The grapes to produce the Grillo “SurSur” Donnafugata, were gently pressed upon arrival at the winery and the must was fermented in stainless-steel tanks at a temperature of 14-16°C. After fermentation the wine was aged for two months in tank and then for a minimum of three months in bottle before release.
“SurSur” is made from Grillo grapes planted on the Contessa Entellina estate and neighbouring areas. Vines are planted at 200-600 metres above sea level, with approximately 4,500-6,000 vines per hectare. The vines are trained using vertical shoot positioning and pruning is cordon spur, leaving 6-10 buds per vine. Soils are mainly clay loam with a limestone content of 20-35%.

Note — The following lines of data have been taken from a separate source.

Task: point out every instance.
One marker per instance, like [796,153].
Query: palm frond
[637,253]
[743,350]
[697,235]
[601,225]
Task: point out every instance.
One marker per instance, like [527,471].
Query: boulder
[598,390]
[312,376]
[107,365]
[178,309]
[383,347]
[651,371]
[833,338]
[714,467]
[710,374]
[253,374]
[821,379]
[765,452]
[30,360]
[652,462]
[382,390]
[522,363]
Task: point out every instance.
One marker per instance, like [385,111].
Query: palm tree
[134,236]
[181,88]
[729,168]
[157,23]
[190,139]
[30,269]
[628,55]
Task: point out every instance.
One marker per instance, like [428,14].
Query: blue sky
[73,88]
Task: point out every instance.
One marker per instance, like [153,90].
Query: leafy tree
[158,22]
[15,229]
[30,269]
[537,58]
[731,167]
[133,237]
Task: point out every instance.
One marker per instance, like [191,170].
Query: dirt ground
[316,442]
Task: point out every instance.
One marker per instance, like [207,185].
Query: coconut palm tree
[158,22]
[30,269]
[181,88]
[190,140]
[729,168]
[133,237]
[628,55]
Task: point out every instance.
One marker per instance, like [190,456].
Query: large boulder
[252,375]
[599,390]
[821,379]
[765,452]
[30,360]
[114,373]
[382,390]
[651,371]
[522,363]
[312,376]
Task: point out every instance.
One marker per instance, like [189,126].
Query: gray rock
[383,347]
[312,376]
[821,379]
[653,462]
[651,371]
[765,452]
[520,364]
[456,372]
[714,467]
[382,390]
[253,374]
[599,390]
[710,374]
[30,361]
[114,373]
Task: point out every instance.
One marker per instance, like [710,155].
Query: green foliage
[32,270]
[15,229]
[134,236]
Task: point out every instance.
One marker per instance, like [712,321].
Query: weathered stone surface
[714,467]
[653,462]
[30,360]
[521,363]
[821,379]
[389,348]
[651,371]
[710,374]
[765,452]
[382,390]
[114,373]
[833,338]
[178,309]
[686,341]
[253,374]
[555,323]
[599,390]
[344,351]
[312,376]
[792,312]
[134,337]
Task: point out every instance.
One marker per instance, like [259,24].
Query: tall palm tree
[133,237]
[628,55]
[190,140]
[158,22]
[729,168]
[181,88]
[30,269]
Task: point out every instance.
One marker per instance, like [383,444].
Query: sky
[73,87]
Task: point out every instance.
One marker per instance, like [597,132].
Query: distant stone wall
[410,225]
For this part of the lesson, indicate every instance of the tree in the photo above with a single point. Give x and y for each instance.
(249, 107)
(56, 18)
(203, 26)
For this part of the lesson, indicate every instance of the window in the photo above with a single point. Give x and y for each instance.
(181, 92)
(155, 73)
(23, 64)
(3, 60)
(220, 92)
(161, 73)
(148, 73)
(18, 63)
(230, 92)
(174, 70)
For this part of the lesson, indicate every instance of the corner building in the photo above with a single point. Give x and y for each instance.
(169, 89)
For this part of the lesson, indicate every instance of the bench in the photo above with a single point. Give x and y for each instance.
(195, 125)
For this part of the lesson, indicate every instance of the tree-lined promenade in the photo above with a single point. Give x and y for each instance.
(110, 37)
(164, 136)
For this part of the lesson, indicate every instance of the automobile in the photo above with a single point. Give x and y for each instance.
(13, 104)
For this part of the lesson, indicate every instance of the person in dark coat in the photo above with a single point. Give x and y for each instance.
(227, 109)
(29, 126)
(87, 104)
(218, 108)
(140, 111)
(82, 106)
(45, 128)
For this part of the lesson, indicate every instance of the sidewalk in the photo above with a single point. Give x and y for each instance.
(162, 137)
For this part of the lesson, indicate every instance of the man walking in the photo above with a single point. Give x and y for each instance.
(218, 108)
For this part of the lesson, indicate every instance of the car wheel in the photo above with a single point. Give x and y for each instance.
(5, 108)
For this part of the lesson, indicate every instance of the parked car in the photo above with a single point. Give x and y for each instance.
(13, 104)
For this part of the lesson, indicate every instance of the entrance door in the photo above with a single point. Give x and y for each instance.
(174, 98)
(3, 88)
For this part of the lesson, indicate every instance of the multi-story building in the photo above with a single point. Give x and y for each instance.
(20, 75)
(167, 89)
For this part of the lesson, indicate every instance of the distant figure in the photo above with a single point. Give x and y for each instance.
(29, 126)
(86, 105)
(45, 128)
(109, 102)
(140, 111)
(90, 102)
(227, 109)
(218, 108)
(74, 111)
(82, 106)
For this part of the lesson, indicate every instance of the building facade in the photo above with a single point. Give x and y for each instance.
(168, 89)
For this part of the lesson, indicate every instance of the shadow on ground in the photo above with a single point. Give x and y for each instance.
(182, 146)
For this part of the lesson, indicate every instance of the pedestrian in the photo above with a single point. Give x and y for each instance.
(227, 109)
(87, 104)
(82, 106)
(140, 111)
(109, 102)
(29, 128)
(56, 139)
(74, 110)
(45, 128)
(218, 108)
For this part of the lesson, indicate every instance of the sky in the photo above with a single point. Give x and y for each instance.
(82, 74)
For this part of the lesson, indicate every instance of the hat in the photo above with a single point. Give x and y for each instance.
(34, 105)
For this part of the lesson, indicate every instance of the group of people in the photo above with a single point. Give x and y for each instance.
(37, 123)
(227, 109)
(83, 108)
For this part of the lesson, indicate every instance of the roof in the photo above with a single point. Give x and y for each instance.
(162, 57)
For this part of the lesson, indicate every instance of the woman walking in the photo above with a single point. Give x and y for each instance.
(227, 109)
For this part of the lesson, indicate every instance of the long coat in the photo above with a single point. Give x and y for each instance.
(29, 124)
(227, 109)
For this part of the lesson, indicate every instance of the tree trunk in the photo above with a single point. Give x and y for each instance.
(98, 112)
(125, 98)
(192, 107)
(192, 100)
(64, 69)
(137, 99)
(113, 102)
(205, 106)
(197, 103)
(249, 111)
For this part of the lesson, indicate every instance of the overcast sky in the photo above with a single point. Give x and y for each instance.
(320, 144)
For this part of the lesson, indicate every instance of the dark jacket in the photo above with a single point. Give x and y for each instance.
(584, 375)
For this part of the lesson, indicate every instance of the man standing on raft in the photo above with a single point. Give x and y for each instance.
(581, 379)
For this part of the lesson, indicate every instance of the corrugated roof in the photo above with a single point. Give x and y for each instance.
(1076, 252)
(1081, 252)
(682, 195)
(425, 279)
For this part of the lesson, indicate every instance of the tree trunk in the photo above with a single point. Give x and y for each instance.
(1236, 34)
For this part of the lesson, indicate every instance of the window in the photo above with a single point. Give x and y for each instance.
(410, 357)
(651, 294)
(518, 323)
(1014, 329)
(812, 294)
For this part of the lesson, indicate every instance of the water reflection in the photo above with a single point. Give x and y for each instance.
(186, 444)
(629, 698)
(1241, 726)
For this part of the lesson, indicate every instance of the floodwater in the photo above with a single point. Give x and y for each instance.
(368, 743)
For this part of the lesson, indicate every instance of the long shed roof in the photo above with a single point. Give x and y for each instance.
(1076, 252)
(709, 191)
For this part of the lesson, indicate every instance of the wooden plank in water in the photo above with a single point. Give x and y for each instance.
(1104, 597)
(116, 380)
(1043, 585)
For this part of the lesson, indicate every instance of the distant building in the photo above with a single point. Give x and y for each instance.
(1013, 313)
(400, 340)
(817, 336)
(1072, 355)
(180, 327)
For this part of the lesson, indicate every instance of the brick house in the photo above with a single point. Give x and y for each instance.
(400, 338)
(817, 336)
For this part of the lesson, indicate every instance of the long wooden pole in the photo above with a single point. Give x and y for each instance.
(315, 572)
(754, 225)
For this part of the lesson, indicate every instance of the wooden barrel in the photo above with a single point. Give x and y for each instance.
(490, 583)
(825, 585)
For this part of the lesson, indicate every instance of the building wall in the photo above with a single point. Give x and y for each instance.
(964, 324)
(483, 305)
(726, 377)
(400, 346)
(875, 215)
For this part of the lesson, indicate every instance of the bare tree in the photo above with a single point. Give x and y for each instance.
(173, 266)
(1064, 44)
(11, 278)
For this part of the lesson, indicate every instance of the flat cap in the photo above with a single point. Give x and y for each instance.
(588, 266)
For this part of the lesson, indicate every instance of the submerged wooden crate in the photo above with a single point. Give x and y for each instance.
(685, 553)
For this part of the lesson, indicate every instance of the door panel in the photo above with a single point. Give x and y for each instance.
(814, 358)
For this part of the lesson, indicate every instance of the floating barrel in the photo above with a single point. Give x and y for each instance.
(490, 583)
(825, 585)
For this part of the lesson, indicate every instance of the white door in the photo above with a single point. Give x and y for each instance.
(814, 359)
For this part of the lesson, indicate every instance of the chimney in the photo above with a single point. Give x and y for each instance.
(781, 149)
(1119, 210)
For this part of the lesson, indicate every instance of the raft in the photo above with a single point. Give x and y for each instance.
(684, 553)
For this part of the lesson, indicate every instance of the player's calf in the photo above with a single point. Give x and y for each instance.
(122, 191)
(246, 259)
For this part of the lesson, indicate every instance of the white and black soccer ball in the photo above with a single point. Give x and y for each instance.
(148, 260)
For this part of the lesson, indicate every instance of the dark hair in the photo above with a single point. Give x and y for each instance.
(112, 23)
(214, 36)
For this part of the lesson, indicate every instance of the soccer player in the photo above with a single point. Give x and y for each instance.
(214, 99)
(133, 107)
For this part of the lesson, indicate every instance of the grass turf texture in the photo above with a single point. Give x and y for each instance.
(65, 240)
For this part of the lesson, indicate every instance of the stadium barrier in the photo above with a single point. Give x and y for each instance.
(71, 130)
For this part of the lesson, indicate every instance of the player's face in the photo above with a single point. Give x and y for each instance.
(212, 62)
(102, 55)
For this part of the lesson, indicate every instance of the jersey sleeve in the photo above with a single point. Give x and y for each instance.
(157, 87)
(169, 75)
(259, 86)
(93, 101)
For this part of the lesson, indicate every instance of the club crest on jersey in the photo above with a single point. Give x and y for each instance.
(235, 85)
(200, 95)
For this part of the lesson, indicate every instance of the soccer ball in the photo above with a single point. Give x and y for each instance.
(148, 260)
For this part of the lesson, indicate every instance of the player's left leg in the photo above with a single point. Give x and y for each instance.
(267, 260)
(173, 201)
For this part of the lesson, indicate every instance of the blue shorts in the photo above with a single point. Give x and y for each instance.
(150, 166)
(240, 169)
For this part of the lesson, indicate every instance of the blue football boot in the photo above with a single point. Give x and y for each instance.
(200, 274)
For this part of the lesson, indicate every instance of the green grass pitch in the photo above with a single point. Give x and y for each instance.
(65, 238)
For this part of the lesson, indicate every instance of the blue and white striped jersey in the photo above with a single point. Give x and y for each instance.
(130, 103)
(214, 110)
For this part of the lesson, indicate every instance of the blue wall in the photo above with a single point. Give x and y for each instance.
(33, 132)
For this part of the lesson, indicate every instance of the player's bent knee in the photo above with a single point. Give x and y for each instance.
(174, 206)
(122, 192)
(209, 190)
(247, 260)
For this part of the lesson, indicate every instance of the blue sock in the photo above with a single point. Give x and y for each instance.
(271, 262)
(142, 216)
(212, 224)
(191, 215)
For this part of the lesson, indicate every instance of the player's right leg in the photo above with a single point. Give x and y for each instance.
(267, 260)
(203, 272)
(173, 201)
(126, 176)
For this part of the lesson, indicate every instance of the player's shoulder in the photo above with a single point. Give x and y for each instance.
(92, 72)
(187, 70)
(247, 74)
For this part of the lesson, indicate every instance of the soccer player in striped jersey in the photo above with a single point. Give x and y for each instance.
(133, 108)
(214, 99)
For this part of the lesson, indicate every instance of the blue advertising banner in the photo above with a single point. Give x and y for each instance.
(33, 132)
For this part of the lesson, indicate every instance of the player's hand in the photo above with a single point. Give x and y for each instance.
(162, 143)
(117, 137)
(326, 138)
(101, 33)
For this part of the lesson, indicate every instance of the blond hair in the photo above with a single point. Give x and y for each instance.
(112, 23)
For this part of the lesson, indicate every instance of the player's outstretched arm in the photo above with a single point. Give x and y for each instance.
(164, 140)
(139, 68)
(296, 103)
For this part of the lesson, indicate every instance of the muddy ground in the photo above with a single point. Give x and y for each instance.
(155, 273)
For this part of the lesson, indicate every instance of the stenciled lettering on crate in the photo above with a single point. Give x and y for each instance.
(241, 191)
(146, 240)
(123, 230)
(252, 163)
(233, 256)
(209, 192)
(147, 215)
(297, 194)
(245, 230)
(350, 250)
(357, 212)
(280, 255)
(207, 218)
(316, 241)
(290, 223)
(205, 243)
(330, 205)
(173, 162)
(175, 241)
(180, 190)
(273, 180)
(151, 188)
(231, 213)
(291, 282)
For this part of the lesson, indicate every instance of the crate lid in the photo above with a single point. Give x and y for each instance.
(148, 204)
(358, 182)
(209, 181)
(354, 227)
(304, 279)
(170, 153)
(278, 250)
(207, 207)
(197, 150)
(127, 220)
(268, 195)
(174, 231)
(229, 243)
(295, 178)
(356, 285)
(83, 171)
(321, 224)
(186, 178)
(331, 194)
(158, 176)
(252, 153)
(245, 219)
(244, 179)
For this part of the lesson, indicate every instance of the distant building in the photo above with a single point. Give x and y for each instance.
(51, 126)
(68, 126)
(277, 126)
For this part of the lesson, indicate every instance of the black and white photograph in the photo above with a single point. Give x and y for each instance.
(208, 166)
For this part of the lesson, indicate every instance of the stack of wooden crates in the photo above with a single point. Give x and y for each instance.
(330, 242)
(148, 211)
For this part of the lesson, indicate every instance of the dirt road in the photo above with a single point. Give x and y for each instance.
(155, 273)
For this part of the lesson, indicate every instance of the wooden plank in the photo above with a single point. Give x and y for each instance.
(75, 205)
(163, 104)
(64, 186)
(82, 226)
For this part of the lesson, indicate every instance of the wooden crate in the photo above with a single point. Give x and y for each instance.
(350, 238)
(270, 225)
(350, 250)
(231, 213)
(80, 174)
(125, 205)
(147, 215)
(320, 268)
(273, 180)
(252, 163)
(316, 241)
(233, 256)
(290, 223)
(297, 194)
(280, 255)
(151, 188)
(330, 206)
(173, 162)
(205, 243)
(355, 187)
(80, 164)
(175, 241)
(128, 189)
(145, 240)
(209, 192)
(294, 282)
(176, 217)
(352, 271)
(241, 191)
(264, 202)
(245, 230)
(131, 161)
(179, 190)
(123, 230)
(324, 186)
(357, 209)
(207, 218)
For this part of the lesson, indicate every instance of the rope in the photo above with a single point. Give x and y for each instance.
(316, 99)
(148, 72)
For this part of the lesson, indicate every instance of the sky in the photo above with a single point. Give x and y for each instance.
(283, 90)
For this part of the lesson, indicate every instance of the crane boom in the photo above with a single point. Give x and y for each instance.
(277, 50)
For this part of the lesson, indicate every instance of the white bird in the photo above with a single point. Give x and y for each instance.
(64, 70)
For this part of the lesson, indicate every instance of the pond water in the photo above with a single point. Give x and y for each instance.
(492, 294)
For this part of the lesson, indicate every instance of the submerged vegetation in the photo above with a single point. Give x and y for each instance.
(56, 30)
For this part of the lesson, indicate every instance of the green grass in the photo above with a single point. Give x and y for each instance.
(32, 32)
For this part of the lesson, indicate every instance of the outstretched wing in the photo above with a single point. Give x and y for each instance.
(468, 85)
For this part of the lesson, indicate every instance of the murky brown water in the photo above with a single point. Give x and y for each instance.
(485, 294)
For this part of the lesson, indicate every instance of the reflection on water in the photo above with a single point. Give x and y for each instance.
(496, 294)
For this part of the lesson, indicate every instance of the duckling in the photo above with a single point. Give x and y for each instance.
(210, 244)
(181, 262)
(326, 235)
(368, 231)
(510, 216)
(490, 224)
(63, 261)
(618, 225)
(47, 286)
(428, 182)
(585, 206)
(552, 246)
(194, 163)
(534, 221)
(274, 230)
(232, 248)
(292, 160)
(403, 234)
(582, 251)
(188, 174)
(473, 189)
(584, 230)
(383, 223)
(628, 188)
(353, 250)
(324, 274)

The Rallo family is the Donnafugata Estate owners and has made wine in Marsala since 1851. Their ancient cellars tunnel are situated beneath the city. They were one of the first families to begin making high quality table wine when sales of traditional Marsala started to decline, launching the Donnafugata label in 1983 and championing the potential of the region’s native varieties. Today, Donnafugata has four estates in Sicily: a modern winery and 283 hectares at Contessa Entellina in the hills east of Marsala; 36 hectares in Vittoria to the south eastern point of the island; 68 hectares on the island of Pantelleria; and 18 hectares on the slopes of Etna. Donnafugata means ‘fleeing woman’ and is a reference to Queen Maria Carolina, who escaped the court of Naples in the early 19th century with her husband, Ferdinand IV of Bourbon, when Napoleon’s troops arrived. The couple took refuge in Sicily at the Santa Margherita Belice palace, also the favourite residence of celebrated writer Giuseppe Tomasi di Lampedusa and depicted on the ‘Mille e una Notte’ label.